When I'm in the States I always pick up a pair of light Wolverines |
Nowadays, I no longer own a single pair of formal shoes. My choice for everyday wear, no matter where in the world I happen to be, is some form of chukka boots (currently from CAT - see photo at the start of this blog entry). These, I even wear—to my wife’s chagrin—with a blazer and chinos when I go to Buenos Aires on business. For general trail-hiking, I’ve most lately favored Timberland hikers (I’m on my third pair).
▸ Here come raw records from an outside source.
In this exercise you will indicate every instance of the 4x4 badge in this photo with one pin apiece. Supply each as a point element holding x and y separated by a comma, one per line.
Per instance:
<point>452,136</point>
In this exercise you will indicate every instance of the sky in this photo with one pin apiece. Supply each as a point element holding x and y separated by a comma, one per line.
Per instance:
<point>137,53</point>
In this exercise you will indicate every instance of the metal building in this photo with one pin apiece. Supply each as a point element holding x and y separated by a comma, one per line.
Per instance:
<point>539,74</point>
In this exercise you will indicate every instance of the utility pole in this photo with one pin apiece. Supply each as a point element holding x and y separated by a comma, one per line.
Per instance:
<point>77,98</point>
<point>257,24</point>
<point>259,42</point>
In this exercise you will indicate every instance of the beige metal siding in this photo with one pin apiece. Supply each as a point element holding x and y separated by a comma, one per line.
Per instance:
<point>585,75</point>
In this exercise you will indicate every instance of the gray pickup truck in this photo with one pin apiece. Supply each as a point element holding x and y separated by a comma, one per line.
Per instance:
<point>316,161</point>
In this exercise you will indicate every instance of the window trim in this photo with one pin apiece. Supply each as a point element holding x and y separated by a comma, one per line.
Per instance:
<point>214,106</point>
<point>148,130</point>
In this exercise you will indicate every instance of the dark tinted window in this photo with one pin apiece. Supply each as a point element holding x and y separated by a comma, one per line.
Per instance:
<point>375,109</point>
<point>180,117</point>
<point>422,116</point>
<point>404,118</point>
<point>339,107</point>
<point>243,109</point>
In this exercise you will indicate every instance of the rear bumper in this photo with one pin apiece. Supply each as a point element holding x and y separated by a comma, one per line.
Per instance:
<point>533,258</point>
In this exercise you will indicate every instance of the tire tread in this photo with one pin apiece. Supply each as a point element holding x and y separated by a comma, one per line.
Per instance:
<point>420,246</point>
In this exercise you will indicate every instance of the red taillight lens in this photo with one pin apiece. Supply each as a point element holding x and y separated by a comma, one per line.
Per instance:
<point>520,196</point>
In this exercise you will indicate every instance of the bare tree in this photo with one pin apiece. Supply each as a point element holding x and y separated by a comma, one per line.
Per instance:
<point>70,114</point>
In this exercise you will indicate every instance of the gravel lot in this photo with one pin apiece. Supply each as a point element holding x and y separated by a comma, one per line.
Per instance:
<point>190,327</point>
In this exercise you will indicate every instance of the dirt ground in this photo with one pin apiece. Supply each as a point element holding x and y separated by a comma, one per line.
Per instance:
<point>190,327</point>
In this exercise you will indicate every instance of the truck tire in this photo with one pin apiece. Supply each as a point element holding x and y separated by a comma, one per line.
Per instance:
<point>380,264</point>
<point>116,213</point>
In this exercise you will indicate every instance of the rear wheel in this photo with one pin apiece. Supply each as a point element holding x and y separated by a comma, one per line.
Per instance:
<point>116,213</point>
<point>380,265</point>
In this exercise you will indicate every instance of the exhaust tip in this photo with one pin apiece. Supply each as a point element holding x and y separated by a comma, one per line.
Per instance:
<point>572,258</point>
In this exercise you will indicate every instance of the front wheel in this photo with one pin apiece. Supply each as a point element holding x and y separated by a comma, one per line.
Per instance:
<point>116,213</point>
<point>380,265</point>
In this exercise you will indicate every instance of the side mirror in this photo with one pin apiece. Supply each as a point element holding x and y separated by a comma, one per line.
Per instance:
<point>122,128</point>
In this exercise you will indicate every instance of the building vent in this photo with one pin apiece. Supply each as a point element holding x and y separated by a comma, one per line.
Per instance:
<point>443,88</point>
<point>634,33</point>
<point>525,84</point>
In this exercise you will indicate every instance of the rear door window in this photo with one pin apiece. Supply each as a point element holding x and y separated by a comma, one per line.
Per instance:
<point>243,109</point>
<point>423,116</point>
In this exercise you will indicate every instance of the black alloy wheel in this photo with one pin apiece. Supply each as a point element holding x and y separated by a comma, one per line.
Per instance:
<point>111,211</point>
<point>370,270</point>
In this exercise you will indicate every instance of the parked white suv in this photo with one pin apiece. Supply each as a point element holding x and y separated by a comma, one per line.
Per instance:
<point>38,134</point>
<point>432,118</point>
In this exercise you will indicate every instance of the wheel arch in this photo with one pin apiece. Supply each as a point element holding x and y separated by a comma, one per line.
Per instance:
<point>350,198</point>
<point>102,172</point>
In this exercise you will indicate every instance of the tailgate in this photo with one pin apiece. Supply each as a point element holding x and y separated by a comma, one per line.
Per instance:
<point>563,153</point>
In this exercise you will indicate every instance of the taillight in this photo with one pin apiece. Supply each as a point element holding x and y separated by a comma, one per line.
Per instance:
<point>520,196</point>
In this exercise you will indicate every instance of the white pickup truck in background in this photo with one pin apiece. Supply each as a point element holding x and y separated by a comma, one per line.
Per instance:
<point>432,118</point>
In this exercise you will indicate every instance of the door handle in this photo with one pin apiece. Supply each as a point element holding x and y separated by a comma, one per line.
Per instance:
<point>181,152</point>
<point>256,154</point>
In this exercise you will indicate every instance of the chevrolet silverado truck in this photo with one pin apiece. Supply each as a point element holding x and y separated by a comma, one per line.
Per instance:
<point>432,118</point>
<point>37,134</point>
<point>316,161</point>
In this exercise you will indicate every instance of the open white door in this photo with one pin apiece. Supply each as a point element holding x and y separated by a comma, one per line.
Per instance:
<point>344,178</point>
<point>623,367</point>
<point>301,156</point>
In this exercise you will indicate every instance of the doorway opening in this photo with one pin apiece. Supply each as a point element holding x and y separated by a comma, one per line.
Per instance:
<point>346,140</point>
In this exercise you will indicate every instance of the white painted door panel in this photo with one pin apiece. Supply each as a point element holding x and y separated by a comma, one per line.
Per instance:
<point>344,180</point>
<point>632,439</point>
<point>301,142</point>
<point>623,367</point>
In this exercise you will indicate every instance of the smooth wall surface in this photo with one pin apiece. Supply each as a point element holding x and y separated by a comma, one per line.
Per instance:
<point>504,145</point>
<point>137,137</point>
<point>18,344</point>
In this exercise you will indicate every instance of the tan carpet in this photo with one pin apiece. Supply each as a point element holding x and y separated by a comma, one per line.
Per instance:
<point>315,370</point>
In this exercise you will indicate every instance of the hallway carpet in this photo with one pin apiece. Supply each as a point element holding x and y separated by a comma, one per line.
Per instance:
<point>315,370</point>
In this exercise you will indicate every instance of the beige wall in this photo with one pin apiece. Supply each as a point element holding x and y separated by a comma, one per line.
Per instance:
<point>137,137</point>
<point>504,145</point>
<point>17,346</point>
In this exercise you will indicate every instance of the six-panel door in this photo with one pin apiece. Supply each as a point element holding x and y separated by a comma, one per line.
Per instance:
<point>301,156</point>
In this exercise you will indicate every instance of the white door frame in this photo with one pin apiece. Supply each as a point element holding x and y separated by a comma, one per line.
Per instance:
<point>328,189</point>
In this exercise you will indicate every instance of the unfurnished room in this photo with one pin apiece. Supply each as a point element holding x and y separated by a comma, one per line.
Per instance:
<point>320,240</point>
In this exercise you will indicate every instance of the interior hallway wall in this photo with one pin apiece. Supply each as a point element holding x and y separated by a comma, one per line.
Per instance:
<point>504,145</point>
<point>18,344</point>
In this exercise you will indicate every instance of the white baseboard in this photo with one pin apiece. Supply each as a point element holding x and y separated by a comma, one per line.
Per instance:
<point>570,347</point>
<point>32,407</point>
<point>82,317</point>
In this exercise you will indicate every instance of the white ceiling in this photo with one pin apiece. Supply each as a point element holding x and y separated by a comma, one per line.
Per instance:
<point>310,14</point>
And whenever I’m back in the States, I always make sure to pick up a new pair of Wolverine light Gore-tex high-top boots, which are my standard fair-weather work boot for patrolling the woodland that I administrate or for gathering firewood during the summer months—a light, comfortable, simple boot.
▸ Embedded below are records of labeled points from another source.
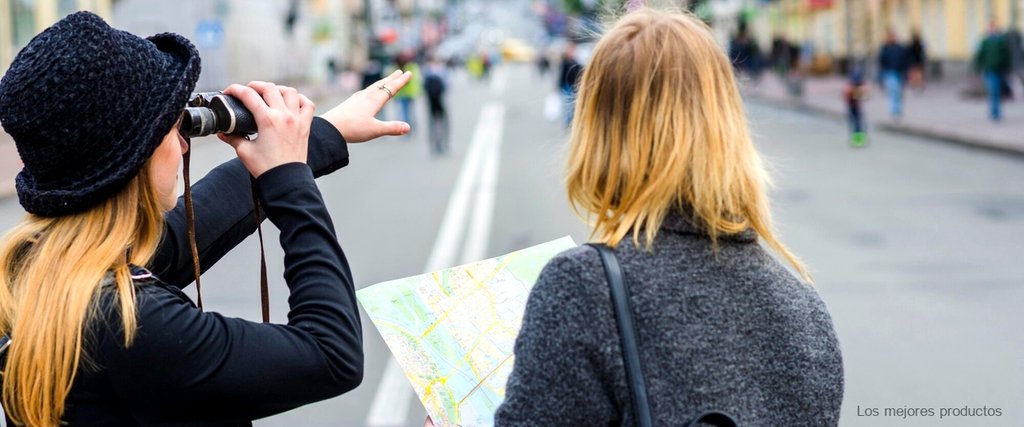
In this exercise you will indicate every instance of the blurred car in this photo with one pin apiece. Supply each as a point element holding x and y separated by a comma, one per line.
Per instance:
<point>515,50</point>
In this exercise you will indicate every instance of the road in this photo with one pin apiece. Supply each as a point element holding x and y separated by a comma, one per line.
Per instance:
<point>914,245</point>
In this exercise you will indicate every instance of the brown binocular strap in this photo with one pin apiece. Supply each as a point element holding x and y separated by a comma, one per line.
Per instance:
<point>190,219</point>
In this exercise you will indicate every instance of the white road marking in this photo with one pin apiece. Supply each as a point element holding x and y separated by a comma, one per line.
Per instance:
<point>479,170</point>
<point>483,210</point>
<point>499,81</point>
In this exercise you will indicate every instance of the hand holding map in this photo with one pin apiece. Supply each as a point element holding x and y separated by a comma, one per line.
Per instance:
<point>453,331</point>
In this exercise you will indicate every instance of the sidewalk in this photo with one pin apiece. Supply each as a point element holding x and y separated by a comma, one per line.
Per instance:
<point>940,112</point>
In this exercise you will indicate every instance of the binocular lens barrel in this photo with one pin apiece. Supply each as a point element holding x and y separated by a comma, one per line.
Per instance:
<point>216,114</point>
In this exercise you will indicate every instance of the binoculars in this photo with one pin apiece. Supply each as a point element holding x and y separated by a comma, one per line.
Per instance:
<point>210,113</point>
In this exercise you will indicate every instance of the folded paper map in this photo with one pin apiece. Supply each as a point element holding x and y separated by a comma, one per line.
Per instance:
<point>453,331</point>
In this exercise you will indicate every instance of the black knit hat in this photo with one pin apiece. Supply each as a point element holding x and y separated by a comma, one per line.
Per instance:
<point>87,105</point>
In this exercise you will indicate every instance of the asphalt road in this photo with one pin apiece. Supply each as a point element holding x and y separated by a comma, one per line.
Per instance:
<point>914,246</point>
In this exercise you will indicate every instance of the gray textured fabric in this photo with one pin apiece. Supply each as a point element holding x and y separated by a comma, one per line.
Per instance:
<point>737,333</point>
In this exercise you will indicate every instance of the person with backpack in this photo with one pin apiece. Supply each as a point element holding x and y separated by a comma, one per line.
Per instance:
<point>94,328</point>
<point>662,160</point>
<point>435,85</point>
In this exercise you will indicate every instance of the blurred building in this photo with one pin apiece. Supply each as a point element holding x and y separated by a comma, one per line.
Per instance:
<point>289,41</point>
<point>834,31</point>
<point>22,19</point>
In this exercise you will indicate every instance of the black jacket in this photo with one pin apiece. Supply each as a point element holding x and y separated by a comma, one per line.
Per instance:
<point>187,367</point>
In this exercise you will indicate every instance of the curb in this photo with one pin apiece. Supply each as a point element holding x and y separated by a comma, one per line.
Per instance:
<point>903,128</point>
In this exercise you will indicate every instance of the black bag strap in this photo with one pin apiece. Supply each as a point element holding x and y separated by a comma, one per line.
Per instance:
<point>634,375</point>
<point>624,317</point>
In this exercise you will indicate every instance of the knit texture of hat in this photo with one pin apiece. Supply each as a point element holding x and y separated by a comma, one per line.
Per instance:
<point>87,104</point>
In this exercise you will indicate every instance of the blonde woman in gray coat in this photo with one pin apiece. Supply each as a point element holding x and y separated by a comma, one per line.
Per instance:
<point>663,163</point>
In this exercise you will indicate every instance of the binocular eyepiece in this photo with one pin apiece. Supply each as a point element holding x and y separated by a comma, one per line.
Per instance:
<point>210,113</point>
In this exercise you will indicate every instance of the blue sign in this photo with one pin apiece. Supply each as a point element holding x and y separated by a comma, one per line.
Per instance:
<point>210,34</point>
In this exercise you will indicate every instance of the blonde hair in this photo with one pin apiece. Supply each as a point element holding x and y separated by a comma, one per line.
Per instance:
<point>51,270</point>
<point>659,126</point>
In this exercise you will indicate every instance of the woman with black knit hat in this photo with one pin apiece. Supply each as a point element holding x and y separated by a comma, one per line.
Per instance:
<point>99,332</point>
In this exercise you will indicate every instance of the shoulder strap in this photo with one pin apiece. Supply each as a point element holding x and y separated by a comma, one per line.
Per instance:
<point>624,317</point>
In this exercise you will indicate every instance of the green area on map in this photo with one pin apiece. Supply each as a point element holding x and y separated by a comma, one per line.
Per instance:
<point>453,331</point>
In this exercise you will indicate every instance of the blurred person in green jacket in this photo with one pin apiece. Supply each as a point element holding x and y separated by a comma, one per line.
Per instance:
<point>992,60</point>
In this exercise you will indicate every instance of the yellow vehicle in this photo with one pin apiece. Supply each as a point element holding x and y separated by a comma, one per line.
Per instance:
<point>516,50</point>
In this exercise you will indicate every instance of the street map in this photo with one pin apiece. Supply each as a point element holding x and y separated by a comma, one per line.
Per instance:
<point>453,331</point>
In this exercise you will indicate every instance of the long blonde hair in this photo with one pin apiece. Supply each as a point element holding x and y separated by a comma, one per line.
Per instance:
<point>51,270</point>
<point>659,125</point>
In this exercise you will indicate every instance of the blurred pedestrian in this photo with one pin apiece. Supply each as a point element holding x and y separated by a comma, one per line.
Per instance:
<point>435,83</point>
<point>854,93</point>
<point>475,67</point>
<point>372,72</point>
<point>992,59</point>
<point>407,95</point>
<point>543,63</point>
<point>745,54</point>
<point>90,280</point>
<point>1016,43</point>
<point>893,62</point>
<point>916,60</point>
<point>664,164</point>
<point>568,77</point>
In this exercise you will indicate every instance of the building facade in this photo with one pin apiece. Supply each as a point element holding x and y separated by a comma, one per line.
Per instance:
<point>289,41</point>
<point>839,30</point>
<point>22,19</point>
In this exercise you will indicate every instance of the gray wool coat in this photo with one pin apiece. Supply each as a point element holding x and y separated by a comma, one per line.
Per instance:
<point>737,333</point>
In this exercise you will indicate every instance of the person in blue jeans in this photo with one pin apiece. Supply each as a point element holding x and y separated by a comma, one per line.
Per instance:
<point>893,62</point>
<point>992,60</point>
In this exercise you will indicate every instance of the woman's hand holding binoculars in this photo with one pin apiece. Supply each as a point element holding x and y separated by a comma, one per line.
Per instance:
<point>283,118</point>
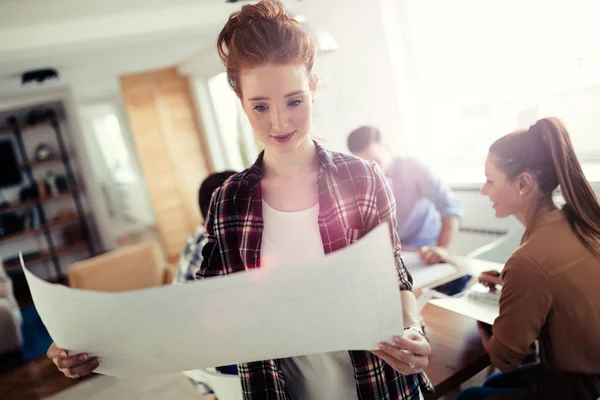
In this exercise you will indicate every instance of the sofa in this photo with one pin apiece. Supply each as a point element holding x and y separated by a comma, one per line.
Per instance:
<point>134,267</point>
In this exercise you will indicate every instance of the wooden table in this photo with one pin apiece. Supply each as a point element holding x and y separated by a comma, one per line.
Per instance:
<point>457,353</point>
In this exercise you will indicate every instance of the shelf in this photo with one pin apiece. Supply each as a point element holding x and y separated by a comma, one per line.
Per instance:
<point>7,129</point>
<point>32,203</point>
<point>33,164</point>
<point>39,229</point>
<point>45,255</point>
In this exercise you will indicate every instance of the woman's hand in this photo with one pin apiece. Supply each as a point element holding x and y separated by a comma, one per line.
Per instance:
<point>74,366</point>
<point>490,279</point>
<point>408,354</point>
<point>433,255</point>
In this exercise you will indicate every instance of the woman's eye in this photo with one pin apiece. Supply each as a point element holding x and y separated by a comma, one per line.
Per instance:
<point>261,108</point>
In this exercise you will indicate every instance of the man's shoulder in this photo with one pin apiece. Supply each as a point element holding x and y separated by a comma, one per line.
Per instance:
<point>351,166</point>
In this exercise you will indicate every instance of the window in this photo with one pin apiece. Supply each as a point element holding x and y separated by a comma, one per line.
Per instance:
<point>234,128</point>
<point>484,69</point>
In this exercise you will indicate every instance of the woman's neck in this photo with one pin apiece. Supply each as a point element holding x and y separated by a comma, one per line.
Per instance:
<point>303,159</point>
<point>534,211</point>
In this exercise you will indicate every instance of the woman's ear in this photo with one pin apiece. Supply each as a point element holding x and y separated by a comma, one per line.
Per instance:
<point>525,182</point>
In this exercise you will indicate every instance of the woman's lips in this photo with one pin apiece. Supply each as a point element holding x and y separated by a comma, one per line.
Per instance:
<point>284,138</point>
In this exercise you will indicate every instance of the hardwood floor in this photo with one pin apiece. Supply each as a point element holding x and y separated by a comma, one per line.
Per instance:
<point>35,380</point>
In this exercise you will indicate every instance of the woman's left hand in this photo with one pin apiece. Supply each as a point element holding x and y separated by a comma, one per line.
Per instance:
<point>408,354</point>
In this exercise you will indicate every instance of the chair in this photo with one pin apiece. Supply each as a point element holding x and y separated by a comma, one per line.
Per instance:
<point>133,267</point>
<point>10,316</point>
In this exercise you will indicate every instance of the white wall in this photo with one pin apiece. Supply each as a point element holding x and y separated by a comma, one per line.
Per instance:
<point>359,79</point>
The MyS mountain boot one of the toughest anywhere |
But for really heavy-duty weather—heavy winter rain, mud, snow—and terrain (the mountainous outback of Patagonia ), I rely on the most traditional name in Argentine, handmade, outdoor footwear: Marasco y Speziale. The mountain high-tops and hiking boots that this small craftwork factory turns out are the Willys Jeep of footwear: "virtually indestructible". Real four by four power for your feet. They are simple, unlined, heavy as flatirons, tough as whet-leather and hard as a rock. But once you’ve broken them in, nothing in the world gives more support to your feet and ankles in rugged terrain. These are the boots you want to have on if you are about to go, literally, where no man has tread before.
Marasco y Speziale hikers - virtually indestructible |
When I last bought a pair of Marasco y Speziale, I got them from the hands of Marasco himself. He was sitting by himself in the modest showroom of his shop in midtown Buenos Aires, a gruff octogenarian who sized me up before deciding whether he would wait on me or let someone else do it, but who quickly fell into conversation with me when I told him that I administrated 70 acres of woodland in Río Negro and was an admirer of his work. My wife, I told him, was still wearing a pair of MyS hiking boots that I had bought her for Christmas fifteen years before .
He eagerly launched into his own story. He had, he told me, been highly active in the inauguration of the ski resort on Mount Catedral, near my home, decades before and had been providing footwear to mountaineers in the region since 1945. Not only that, for years, he had frequented the Andean-Patagonian region where I live, having hiked and skied and generally enjoyed the beautiful landscape of the region every chance he got for many years.
We ended up talking for a good forty-five minutes or an hour. I was fascinated by his story and he was only too glad to recall the good old days, before the second and third generations in the family firm had started moving MyS more toward lighter outdoor wear and ski gear. He gave me to understand that he could still keep them making the old standard boots because he himself still sat at his cobbler’s bench and hand-crafted them. He had been the one to pass on the trade to his children and their children. But in the future, who knew?
I ended up buying a new pair of hiking boots for my wife and another pair for myself. When the old gent wrapped them up and handed them to me, I couldn’t help but feel honored to be receiving the items from the very hands of one of the two men who had first created Marasco y Speziale boots, some of the best and toughest footwear the world has ever known.